Non-fungible tokens, or NFTs, have attracted plenty of attention in recent months. These digital collectibles have great potential in video games, as they can be used to handle ownership of in-game items, costumes, and other assets.
Though NFTs first originated with small-scale crypto startups, some of the biggest gaming companies are now expressing their stance on the technology.
Ubisoft Is Interested in NFTs
In November, Ubisoft suggested that it would bring NFTs to its games alongside “play-to-earn” features that allow players to get crypto rewards by playing games.
The company has not revealed which of its games these plans could apply to. However, it has invested in and formed a relationship with Animoca Brands, creator of popular blockchain games like The Sandbox and REVV Racing.
Ubisoft CEO Yves Guillemot added that the company is gaining “good know-how” on how it can impact the crypto industry and that it wants to become a key player.

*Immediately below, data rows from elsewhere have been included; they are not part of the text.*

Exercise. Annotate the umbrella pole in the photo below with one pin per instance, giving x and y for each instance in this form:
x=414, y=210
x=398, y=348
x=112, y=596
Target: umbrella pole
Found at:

EA Says NFTs Are the Future
Electronic Arts has taken a similar stance. Andrew Wilson, CEO of EA, called NFTs “an important part of the future of our industry” during an investor call in November.
Specifically, he discussed NFTs in the context of sports games like FIFA, Madden, and NHL, some of which already use in-game digital collectibles. “Is there an opportunity, particularly as we think about NFTs and other digital ecosystems to expand that value over time?” Wilson said. “I think the short answer to that is yes.”
He also addressed the possibility of play-to-earn games, stating that he sees “anything that brings more people in and engages those people for more time” as a good thing.
However, Wilson suggested that it may take some time to bring these ideas to reality, noting that conversations around crypto are “still really, really early.”
Steam Says No to NFTs
Steam, the most popular game distribution platform on PC, has banned game developers from using cryptocurrency and NFTs in their products.
The platform did not make a public statement on the matter. Instead, it quietly updated its policies in early October. One rule disallows apps that are “built on blockchain technology that issue or allow exchange of cryptocurrencies or NFTs.”
The change was not widely noticed until certain developers were contacted in private messages. One of those developers—behind the blockchain game Age of Rust—spread the news, and Steam’s policy change gained wider attention in mid-October.
Epic Games Has Open Policy
Epic Games, one of Steam’s largest competitors, responded to Steam’s decision to ban NFTs and cryptocurrency by promising a more open approach.
Epic is still not interested in using NFTs in its own games. However, it will allow developers to publish games that use blockchain and NFTs “provided they follow the relevant laws [and] disclose their terms,” Epic CEO Tim Sweeney tweeted on Oct. 15.
Sweeney added that the company “welcomes innovation” and said that blockchain has utility regardless of whether a particular use of it is successful or not.
Xbox Head Is Hesitant
On Nov. 17, Xbox head Phil Spencer said in an interview with Axios that he sees NFTs as “exploitive” at this stage in the technology’s development.
Though Spencer is not entirely opposed to NFTs, he said that the Xbox store is unlikely to allow NFTs. Spencer did not express specific concerns about NFTs, but said that the technology currently “feels more exploitive than about entertainment.” That statement could encompass concerns about the environmental impact of crypto mining as well as the possibility of overvalued NFTs and even fraud.
Despite Spencer’s misgivings toward NFTs, Microsoft seems open to blockchain. It has previously used blockchain to manage royalty payments. Furthermore, in March of this year, it polled Xbox owners about the option of spending crypto in the game store.
Gamestop Is Building a Marketplace
Though GameStop has not yet officially announced an NFT project, it seems that the company plans to build a marketplace for non-fungible tokens.
In October, GameStop posted several job listings seeking out applicants with knowledge of cryptocurrency, non-fungible tokens, and the Ethereum blockchain.
Later, the company’s code was found to refer to Loopring, a second layer protocol that speeds up Ethereum transactions. Loopring’s LRC token gained significant value in just weeks, rising from $0.38 on Oct. 27 to a high of $3.75 on Nov. 10.
Though GameStop’s plans and its connection to Loopring have not been confirmed, an official announcement from either entity could continue the hype and garner positive attention for the company within the crypto community.
Will Gaming Companies Adopt NFTs?
Ultimately, gaming companies have divided feelings on NFTs. Ubisoft, Gamestop, and EA are remarkably positive toward NFTs. Steam and Xbox are very hesitant to work with NFTs, while Epic Games is somewhere in the middle of the spectrum.
While some game companies are hesitant to let third parties bypass their own first-party own systems that are already in place, other companies seem to see little risk in opening the doors to third-party crypto transactions and NFT trading.
In addition to examining NFTs, various video game companies have begun to support cryptocurrency for more basic payment purposes over the past few years.